Захлёбываясь слезами, которые никак не получалось отереть туго забинтованными руками, я тут же принялась искать любимому тысячи оправданий: и ведь они были, конечно были. Он думал, что его сестра, та, самая родная, что была с ним всю жизнь, ранена, умирает или даже мертва. А кто, по его мнению, подбил её на безумную затею примерить на себя стезю воина? Конечно я. Я ведь всегда для него виновата во всём. Сколько раз прежде Эйомер обвинял меня во всех возможных грехах? Я ведь прислужница Сарумана, отравительница, бездарь, которая заставила его подчинённых принести пару блюд с едой к обеденному столу. Я та, которую можно запереть в тюремной камере перед битвой, подвергнув этим смертельной опасности, оправдывая себя тем, что хотел как лучше. Та, которой он не дал ни одного обещания, а только высмеивал страхи и потребность в защите. Говорил, что у меня есть он, но ни разу ни одним своим действием не доказал, что это так, а сегодня велел убираться прочь, зная, что идти мне некуда. Конечно, он был погружён в своё горе, вот только разве не понимал, что это значит для меня? Куда бы я пошла, если бы не Боромир? Куда мне было деваться? Почему гондорец оказался более заботливым, более ответственным, чем мой любимый? Почему именно он обещал мне опеку и защиту, просто и открыто, чего ни разу не сделал Эйомер?

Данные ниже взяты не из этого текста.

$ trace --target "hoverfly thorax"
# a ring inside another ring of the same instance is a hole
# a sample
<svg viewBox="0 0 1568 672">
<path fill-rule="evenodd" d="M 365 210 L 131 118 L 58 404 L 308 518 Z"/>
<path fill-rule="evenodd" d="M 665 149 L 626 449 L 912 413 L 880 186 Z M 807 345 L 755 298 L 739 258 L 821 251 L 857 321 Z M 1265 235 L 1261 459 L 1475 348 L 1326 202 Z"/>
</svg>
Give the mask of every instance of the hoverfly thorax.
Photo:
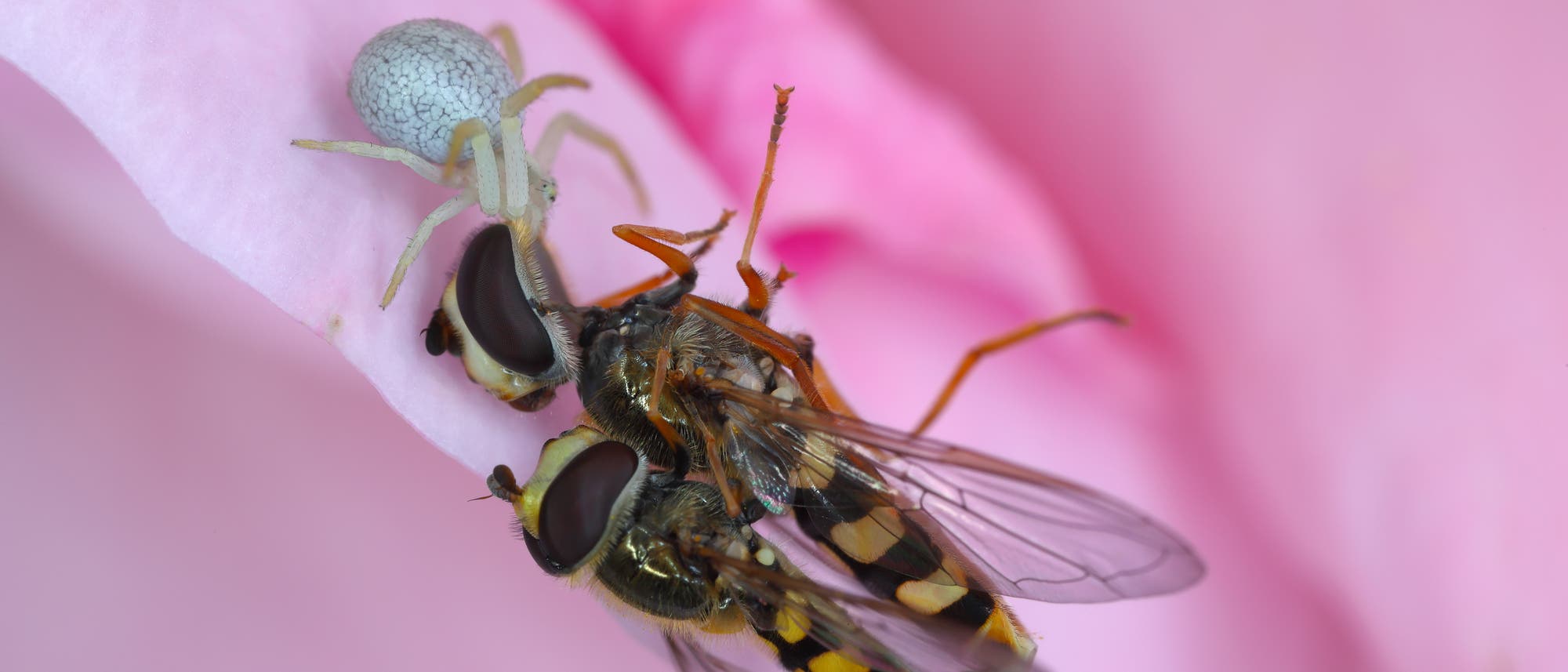
<svg viewBox="0 0 1568 672">
<path fill-rule="evenodd" d="M 425 350 L 463 358 L 469 378 L 514 408 L 535 411 L 571 380 L 577 350 L 550 303 L 563 294 L 555 264 L 532 226 L 489 225 L 470 240 Z"/>
</svg>

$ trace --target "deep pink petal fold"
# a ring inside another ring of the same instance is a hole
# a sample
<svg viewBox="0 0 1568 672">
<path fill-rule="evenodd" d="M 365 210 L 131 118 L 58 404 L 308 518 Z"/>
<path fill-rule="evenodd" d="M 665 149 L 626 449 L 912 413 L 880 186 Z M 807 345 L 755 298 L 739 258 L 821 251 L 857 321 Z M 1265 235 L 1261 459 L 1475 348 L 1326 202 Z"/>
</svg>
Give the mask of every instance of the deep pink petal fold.
<svg viewBox="0 0 1568 672">
<path fill-rule="evenodd" d="M 1359 667 L 1568 669 L 1568 6 L 856 5 L 1148 317 Z"/>
</svg>

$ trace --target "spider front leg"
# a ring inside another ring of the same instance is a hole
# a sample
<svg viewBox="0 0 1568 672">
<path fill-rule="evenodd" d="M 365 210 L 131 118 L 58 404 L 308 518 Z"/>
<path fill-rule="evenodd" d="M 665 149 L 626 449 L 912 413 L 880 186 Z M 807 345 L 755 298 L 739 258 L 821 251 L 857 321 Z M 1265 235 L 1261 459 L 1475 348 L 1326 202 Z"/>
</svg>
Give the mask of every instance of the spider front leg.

Что же я натворила, когда так просто раскрылась перед ним?! Сколь глупа была, что отдалась, доверилась тому, кто может быть таким жестоким? Как же хочется домой, подальше от этого ужасного мира, в котором легко обмануться и поверить в то, чего нет. Если бы я только не поехала с Майком на ту вечеринку, то сейчас проводила бы летние каникулы на берегу океана и знать не знала боли и отчаяния, которые теперь разъедали душу, заставляя сомневаться в себе, в каждом совершённом поступке. Не в силах больше лежать в кровати, я принялась мерить шагами небольшую комнату, которая отличалась от моей в Медусельде наличием стульев, высоким окном и более удобной умывальней. Разглядывание всего этого не заняло много времени и не смогло ни на минуту отвлечь от самобичевания и осознания того, что потеряла всё то немногое, на что возможно нелепо было и претендовать. Мне больше не вернуться в Марку, у меня больше нет любви моего витязя, если она вообще была, и даже нельзя пойти к подруге, чтобы узнать, как она, помочь тем, что в моих силах, ведь он снова прогонит меня, близко не подпустит к Эйовин. Можно было бы попытаться найти Мэрри, но я не знаю города и вряд ли смогу надеть самостоятельно лежавшее на сундуке зелёное платье, которое принесла Ранара, забрав в стирку и починку мои порванные и испачканные кровью и грязью вещи. Впрочем, усталость настолько велика, что я и по комнате с трудом передвигаюсь. Вылазка может быть чревата: найти никого не найду, а вот заблужусь запросто.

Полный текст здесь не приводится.